Friday, April 29, 2016

An Invitation to Your Cyclical Life

An Invite to Eternity
Mollie Wodenshek

In the Christian tradition, eternity can only be reached upon death of the mortal life. Thus the notion of eternity—unending time—implies the notion of death. Additionally, the Old Testament and the New Testament together create a circular narrative beginning with the fall from Eden and ending with Revelation and the establishment of a new Eden. This search for Eden is cyclical and so is the concept of eternity—unending and unchanging. An Invite to Eternity explores eternity as only reachable through destruction and as a cyclical existence.
The poem opens with the line “Wilt thou go with me sweet maid / Say maiden wilt thou go with me” (1.1-2). The use of repetition to begin the poem immediately places the reader in a still time where the beginning and end recur over and again. The last line of the first stanza again repeats the first two, “Sweet maiden wilt thou go with me” (1.8). This phrase is repeated two more times throughout the poem with its different masks. The constancy with which this phrase is repeated makes the poem as a whole appear unified and complete. There is a common ground which the poem keeps coming back to—in its cyclical nature.
The second stanza explores destruction.
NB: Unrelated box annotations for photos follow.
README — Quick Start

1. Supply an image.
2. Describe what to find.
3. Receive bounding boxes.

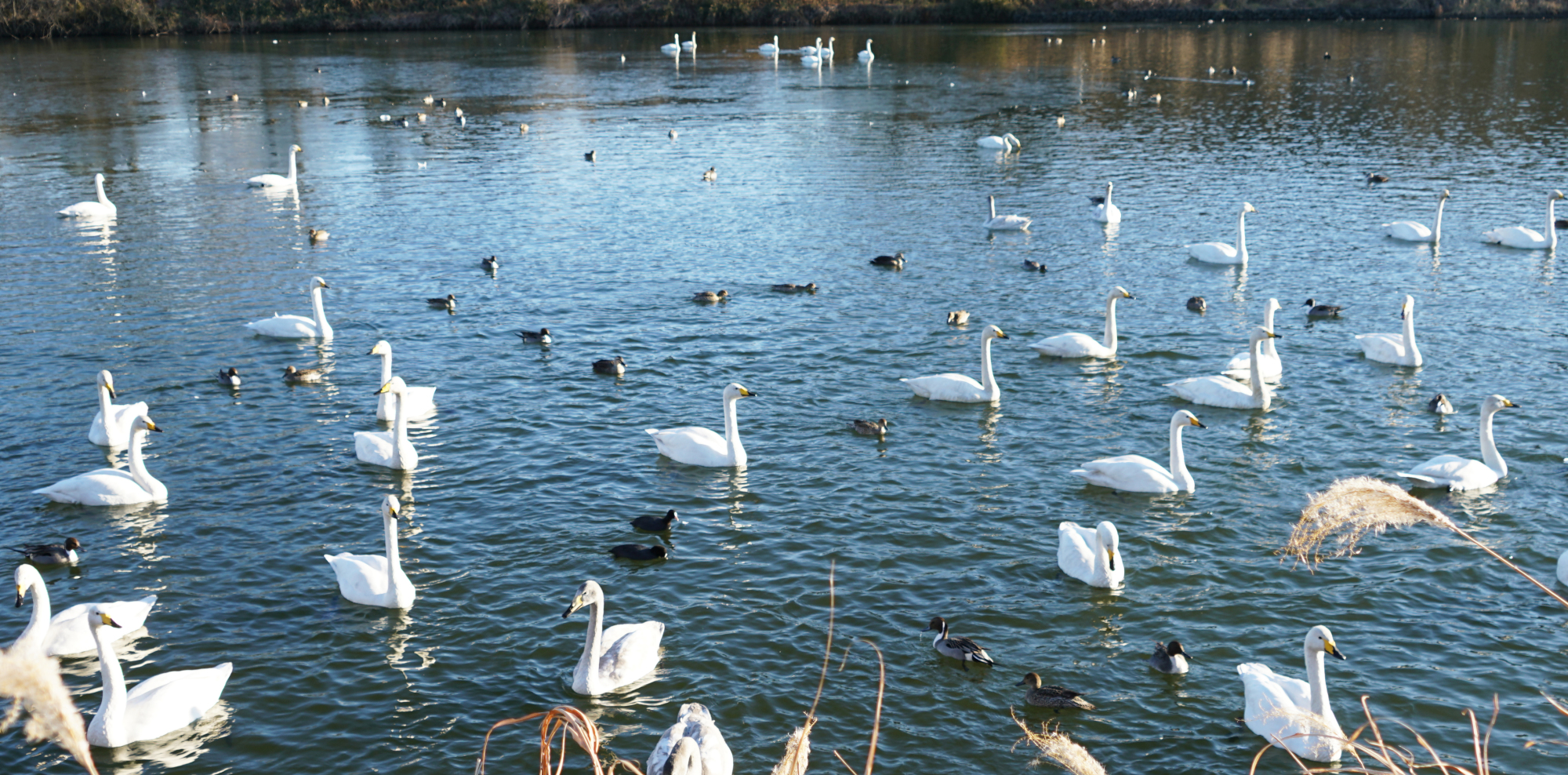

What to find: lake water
[0,20,1568,775]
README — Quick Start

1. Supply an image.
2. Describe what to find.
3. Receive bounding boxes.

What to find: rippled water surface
[0,20,1568,775]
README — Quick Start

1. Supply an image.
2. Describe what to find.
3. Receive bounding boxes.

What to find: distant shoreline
[0,0,1568,38]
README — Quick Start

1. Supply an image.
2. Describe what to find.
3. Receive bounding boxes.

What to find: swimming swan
[1236,624,1345,761]
[1029,286,1137,358]
[1069,409,1207,493]
[11,565,158,657]
[1356,295,1421,366]
[1165,328,1279,409]
[1399,395,1518,491]
[33,414,169,505]
[246,146,304,188]
[898,326,1007,403]
[88,606,234,748]
[561,579,665,697]
[1187,202,1258,264]
[648,383,756,468]
[1057,522,1127,590]
[245,278,332,342]
[58,173,119,218]
[321,496,414,610]
[1383,188,1449,245]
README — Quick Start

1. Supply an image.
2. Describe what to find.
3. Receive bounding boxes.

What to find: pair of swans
[321,496,414,610]
[561,579,665,693]
[1029,286,1137,358]
[11,565,158,657]
[245,278,332,342]
[1399,395,1518,491]
[1069,409,1207,494]
[1236,624,1345,761]
[898,326,1007,403]
[33,414,169,505]
[648,383,756,468]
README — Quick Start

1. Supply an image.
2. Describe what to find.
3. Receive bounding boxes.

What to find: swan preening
[898,326,1007,403]
[1187,202,1258,264]
[561,580,665,697]
[1029,286,1137,358]
[1069,409,1207,493]
[1236,624,1345,761]
[648,383,756,468]
[1399,395,1518,491]
[245,278,332,342]
[321,496,414,610]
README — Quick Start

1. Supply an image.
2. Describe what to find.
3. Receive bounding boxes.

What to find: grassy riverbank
[0,0,1568,38]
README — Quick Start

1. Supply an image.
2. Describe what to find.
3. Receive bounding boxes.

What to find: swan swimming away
[1383,188,1449,245]
[11,565,158,657]
[1236,624,1345,761]
[1356,295,1421,366]
[1069,409,1207,494]
[1187,202,1258,264]
[1399,394,1518,493]
[246,146,304,188]
[898,326,1007,403]
[88,606,234,748]
[1165,326,1279,409]
[561,579,665,697]
[648,383,756,468]
[58,173,119,218]
[321,496,414,610]
[245,278,332,342]
[1029,286,1137,358]
[33,414,169,505]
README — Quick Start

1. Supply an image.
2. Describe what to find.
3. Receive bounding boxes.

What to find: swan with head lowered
[1029,286,1137,358]
[1165,326,1279,409]
[1069,409,1207,494]
[1399,395,1518,491]
[898,326,1007,403]
[33,414,169,505]
[245,278,332,342]
[561,579,665,697]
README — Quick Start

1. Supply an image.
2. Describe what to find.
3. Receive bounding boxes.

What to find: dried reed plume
[0,648,97,775]
[1281,477,1568,607]
[1007,708,1105,775]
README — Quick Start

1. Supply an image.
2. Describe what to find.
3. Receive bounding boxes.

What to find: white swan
[648,383,756,468]
[1057,522,1127,590]
[1165,328,1278,409]
[58,173,119,218]
[1356,295,1421,366]
[354,377,419,471]
[245,278,332,342]
[321,496,414,610]
[1187,202,1258,264]
[1383,188,1449,245]
[1069,409,1207,493]
[11,563,158,657]
[88,370,147,447]
[246,146,304,188]
[1480,191,1563,251]
[1236,624,1345,761]
[561,579,665,695]
[33,414,169,505]
[985,196,1033,231]
[898,326,1007,403]
[1225,298,1284,383]
[1029,286,1137,358]
[365,337,436,420]
[88,606,234,748]
[1399,395,1518,491]
[648,703,735,775]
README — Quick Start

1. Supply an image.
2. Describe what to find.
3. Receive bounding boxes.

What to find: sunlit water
[0,20,1568,775]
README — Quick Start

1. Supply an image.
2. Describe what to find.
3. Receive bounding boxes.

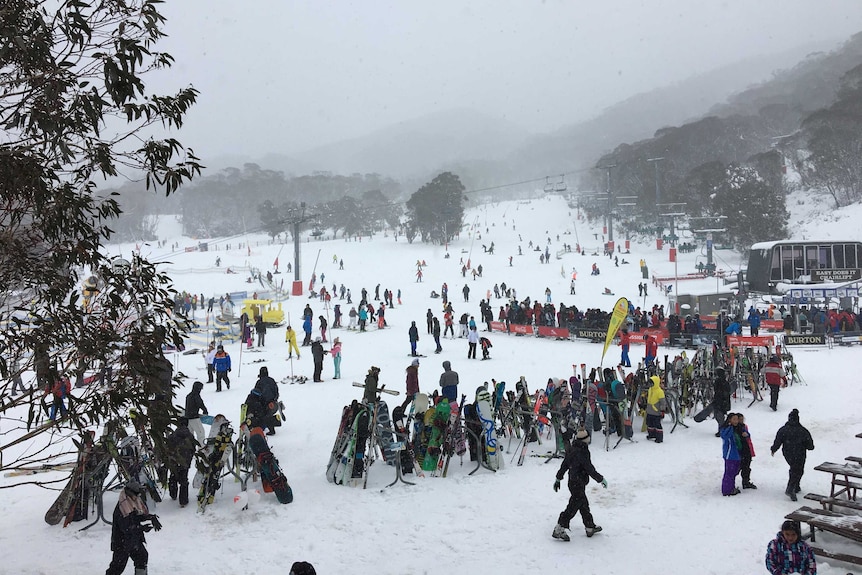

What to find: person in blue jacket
[719,413,742,497]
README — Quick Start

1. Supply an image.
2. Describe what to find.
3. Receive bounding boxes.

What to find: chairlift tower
[690,216,727,273]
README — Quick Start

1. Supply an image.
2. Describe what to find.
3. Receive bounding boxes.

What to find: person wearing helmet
[763,354,787,411]
[551,427,608,541]
[105,480,162,575]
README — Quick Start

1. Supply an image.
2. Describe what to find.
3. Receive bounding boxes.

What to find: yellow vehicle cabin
[242,299,284,326]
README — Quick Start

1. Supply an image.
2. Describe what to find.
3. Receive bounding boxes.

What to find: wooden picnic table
[814,461,862,501]
[785,507,862,565]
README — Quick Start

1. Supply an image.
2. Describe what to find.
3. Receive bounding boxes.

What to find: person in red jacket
[763,355,787,411]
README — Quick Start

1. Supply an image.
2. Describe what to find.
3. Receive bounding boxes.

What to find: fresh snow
[0,195,862,575]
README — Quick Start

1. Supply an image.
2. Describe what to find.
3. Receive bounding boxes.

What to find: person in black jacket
[769,409,814,501]
[311,337,329,382]
[167,417,198,507]
[105,480,162,575]
[551,427,608,541]
[186,381,209,445]
[712,367,731,437]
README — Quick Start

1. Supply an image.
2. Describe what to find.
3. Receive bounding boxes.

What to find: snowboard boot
[551,523,569,541]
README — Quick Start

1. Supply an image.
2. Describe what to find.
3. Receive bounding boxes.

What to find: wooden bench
[785,507,862,543]
[805,493,862,511]
[814,461,862,501]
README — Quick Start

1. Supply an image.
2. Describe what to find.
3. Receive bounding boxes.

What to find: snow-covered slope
[0,196,862,575]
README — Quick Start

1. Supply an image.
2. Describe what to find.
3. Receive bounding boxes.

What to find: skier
[467,325,479,359]
[105,481,162,575]
[311,337,329,383]
[712,367,731,437]
[407,321,419,357]
[401,358,419,410]
[213,345,230,392]
[440,360,458,403]
[284,326,300,359]
[329,337,341,379]
[766,519,817,575]
[646,375,667,443]
[735,413,757,489]
[551,427,608,541]
[254,316,266,347]
[763,355,787,411]
[167,418,200,507]
[719,413,742,497]
[206,342,215,383]
[186,381,209,445]
[431,317,443,353]
[769,409,814,501]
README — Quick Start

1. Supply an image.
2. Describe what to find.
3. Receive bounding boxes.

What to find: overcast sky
[152,0,862,157]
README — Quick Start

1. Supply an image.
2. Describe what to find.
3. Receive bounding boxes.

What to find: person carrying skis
[766,519,817,575]
[167,418,200,507]
[769,409,814,501]
[311,337,329,383]
[186,381,209,445]
[646,375,667,443]
[712,367,731,437]
[213,345,230,392]
[105,480,162,575]
[735,413,757,489]
[284,326,300,359]
[551,427,608,541]
[407,321,419,357]
[763,354,787,411]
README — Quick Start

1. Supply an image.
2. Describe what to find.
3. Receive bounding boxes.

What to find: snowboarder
[167,418,200,507]
[407,321,419,357]
[769,409,814,501]
[311,337,329,383]
[551,427,608,541]
[719,413,741,497]
[105,480,162,575]
[186,381,209,445]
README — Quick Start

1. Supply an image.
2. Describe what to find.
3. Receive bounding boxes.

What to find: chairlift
[554,174,569,192]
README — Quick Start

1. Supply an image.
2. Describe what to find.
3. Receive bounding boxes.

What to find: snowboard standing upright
[248,427,293,503]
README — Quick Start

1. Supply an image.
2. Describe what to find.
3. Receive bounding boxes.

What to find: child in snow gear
[105,481,162,575]
[719,413,741,497]
[769,409,814,501]
[213,345,230,391]
[766,520,817,575]
[735,413,757,489]
[551,427,608,541]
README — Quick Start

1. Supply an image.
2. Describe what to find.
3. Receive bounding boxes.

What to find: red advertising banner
[727,335,775,347]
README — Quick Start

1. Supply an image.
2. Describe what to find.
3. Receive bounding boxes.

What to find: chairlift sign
[811,268,862,283]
All the common entities of nature—stones, plains, mountains—will all burst from their forms and transform into something completely different. The most destructive line comes in the second half of the stanza, “Through this sad non-identity” (2.14). The narrator expounds the ultimate destruction of life and entrance into eternity is the loss of identity and furthermore the loss of the human form—“Where parents live and are forgot / And sisters live and know us not” (2.15-16). The ultimate symbol of eternity is in fact destruction. There is not differentiation in eternity, “and past, and present all as one” (3.28).
The poem concludes with the line, “We’re wed to one eternity” (3.32). The idea of being married to eternity reiterates the notion of never ending and never changing. For marriage is as eternal as the life we live, and in many cases extends into the after-life for 19th century British Romantics. Additionally, marriage as a sacrament of God nears on the end, the completion. For marriage unites two people in order to continue yet another cycle of life.